Job Growth Cools in Utah and Nation
Utah’s job boom appears to be coming to an end. One of the factors driving Utah’s real estate markets has always been plentiful jobs and attractive quality of life which has kept the flow of people from other states steady. Signs of a slow down are imminent.
Utah created 53,500 jobs in the year that ended in September, for an employment growth rate of 4.4 percent, the Utah Department of Workforce Services reported Tuesday. Although that rate remains higher than all other states, it is down from 4.5 percent in August, 4.7 percent in July and a peak of 5.4 percent in June 2006.
Utah’s rate will continue to slow down, said Workforce Services economist Mark Knold, who predicts employment growth will drop into the 3 percent range by next year.
Utah’s economists
are not that concerned yet. The State’s low unemployment rate has actually hampered growth. Utah should still remain a desirable place to relocate, but times are certainly changing.
Nationally, jobs are also on the downturn.
The number of newly laid off workers filing claims for unemployment benefits shot up by the largest amount since early February, a far bigger increase than had been expected.
The Labor Department reported Thursday that applications for jobless benefits hit 337,000 last week, an increase of 28,000 from the previous week. That was the biggest one-week surge since jobless claims jumped 42,000 the week of Feb. 10.

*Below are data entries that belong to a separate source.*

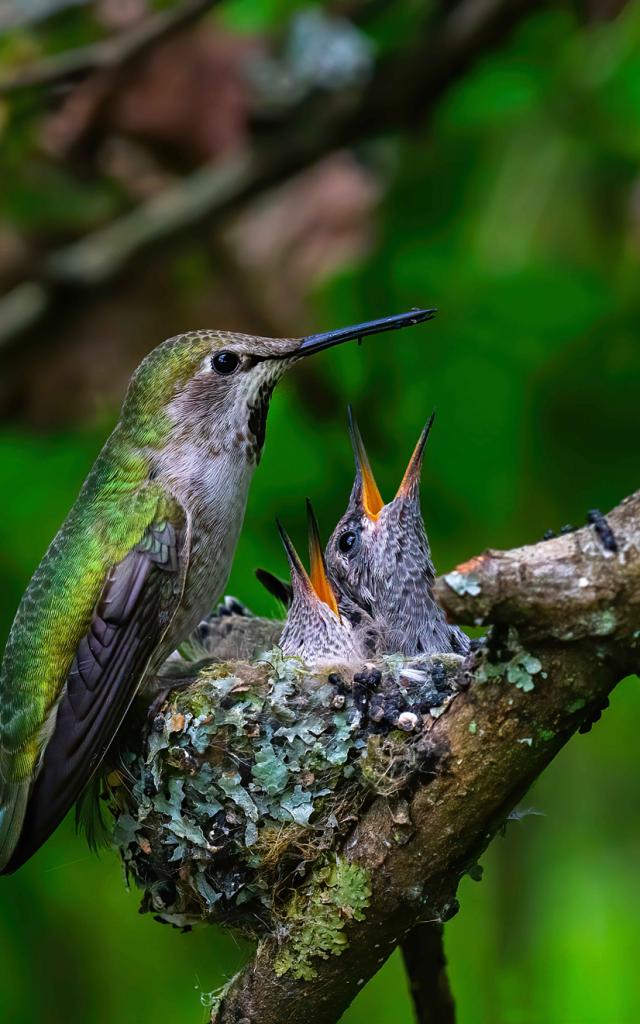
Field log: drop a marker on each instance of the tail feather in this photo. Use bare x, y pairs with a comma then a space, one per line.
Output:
13, 800
89, 816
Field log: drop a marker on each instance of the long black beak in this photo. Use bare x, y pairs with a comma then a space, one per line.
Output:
315, 342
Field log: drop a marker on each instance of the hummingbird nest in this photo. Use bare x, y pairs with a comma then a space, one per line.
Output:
255, 770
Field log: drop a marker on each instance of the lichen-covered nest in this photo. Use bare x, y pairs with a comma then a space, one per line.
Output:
253, 771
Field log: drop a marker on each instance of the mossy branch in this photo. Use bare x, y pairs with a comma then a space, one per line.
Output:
521, 700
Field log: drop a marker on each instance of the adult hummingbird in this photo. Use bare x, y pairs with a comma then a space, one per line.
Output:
141, 557
379, 555
317, 629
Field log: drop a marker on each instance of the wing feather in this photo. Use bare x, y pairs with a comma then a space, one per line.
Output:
136, 605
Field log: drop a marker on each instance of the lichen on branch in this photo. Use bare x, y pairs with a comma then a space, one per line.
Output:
363, 829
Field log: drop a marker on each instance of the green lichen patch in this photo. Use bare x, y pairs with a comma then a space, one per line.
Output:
519, 668
317, 913
252, 774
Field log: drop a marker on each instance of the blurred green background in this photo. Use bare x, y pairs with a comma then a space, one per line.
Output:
513, 204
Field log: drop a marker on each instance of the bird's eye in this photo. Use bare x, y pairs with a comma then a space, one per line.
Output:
225, 363
347, 542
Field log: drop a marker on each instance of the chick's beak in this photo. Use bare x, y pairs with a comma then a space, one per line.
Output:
371, 497
318, 576
411, 479
316, 342
316, 587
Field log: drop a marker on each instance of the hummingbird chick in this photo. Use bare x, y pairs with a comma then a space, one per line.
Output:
379, 556
142, 556
316, 629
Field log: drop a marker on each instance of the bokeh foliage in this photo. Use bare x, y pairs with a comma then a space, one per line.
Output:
516, 210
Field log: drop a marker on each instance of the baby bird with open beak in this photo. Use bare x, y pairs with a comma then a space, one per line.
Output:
321, 628
379, 557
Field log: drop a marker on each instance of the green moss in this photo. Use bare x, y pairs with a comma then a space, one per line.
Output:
249, 772
577, 705
318, 913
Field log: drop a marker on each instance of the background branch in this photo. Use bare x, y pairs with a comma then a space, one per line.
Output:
117, 52
401, 93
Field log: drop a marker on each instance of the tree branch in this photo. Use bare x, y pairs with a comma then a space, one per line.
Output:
108, 54
401, 93
523, 700
423, 952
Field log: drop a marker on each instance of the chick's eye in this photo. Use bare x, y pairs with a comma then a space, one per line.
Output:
225, 363
347, 542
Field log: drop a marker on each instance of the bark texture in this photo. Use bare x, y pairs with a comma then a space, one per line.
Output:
565, 617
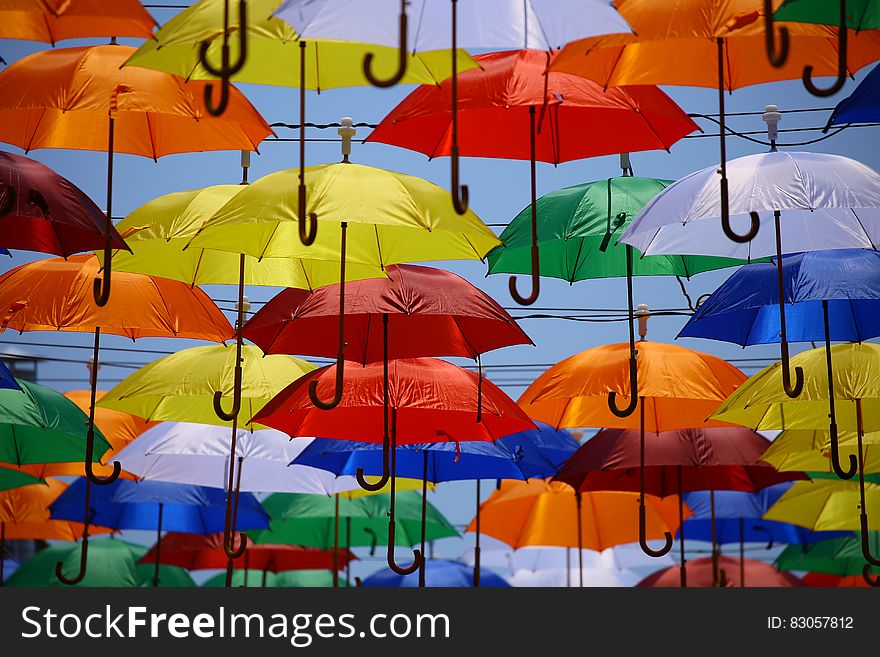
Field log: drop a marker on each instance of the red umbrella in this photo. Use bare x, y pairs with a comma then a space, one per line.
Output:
416, 311
430, 401
497, 103
733, 573
44, 212
205, 552
684, 460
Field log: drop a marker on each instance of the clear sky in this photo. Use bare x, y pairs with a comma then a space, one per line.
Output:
499, 189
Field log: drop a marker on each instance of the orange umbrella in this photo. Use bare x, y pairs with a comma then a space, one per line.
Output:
51, 21
54, 295
677, 388
540, 512
81, 98
713, 43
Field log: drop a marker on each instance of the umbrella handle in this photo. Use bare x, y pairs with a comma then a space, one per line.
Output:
402, 55
776, 59
226, 69
9, 200
643, 524
841, 61
417, 555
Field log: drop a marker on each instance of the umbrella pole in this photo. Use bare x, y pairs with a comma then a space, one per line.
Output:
459, 191
832, 415
424, 515
306, 235
643, 512
682, 560
791, 391
536, 258
158, 547
725, 206
386, 440
577, 497
340, 352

One week does not a trend make and the Labor Department loves to make after the fact adjustments. August’s disappointing job numbers ended up being revised upwards significantly and September’s ended up exceeding expectations.
Before we get into a panic, let’s remember we’re comparing against record numbers. A little dip doesn’t mean the end is near, but some healthy concern is justified especially in the wake of the real estate downturn. Until a trend develops, let’s just keep a watchful eye out.